Anyway, in a few days we will be picking up our "new" campervan, a 1985 Westfalia Sven Hedin but it seems to have the layout of a Florida (you can go through the back door). One thing we didn't do when exploring the van was find more than one battery. We found the one behind the drivers seat (LHD) but didn't look any further.
It is our first van so not had any experience on rummaging about but maybe one of you has?
So, anyone had one or know where the other one is or if there is another one?

Thanks in advance,

Chris.


----------



## exmusso (Jun 18, 2006)

*Battery*

Hi Chris and welcome to MHF.

Surprised nobody has posted in reply to your question.

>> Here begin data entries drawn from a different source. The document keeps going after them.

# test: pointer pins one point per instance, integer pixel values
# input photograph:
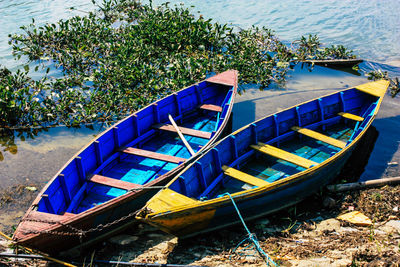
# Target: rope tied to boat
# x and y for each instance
(251, 237)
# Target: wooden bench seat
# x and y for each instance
(244, 177)
(351, 116)
(318, 136)
(99, 179)
(185, 131)
(211, 107)
(284, 155)
(152, 155)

Possibly the battery behind the drivers seat is the habitation battery and the main vehicle battery is under the bonnet.

Is there nothing on the Westfalia site?

Cheers,
Alan


----------



## 124802 (Jun 19, 2009)

Thanks but the engine is between the seats, not sure it has a bonnet as such :? It's an LT28, the battery seems to be a bit obvious so it could be the leisure battery I have found, some things seem to suggest the vehicle battery might be under the drivers seat (but not sure if they refer to LHD or RHD). Might end up being an interesting hunt when I get my hands on it.
Oh, the only Westfalia site I can find is a forum at westfalia.org, might help but seems to be concentrated on "classic" vans.

Thanks again

Chris.


----------



## 124802 (Jun 19, 2009)

*Might have found it!*

I had ordered a set of translated manuals for a Florida (the guy is also going to translate the Sven Hedin manual if there are differences, top fella! search eBay for the manual if you want one) but it looks like the leisure battery is under the rear bench seat if anyone searches for an answer but only finds my question.

Next question is... hmmm, new topic I suspect 

Thanks for watching/helping.


----------



## ratporchrico (Feb 9, 2008)

Hi Tracker1972 - would have replied sooner but been on the road. I have a Westy James Cook which is a very similar configuration to the Sven Hedin except on a Mercedes Sprinter and, as you rightly say the leisure batteries are in the unit behind the bench seat that extends into the lower bed unit. They're accessed through a hatch when the bench seat is moved forward. Mine has two 85 aH gel batteries. I suspect the one behind your drivers seat is the engine battery.
Everything is pretty well squeezed in on the Westy conversions but they're quality is second to none and it all works well. We've just been on a two week tour of Donegal with a fair bit of wild camping thrown in with not a hitch. 
I have a PDF of the VW Westfalia which is useful but is based on a smaller van. Much of the info is common to both though especially the control panel which can be a bit of a headache. PM me with an email address and I'll send it to you.


----------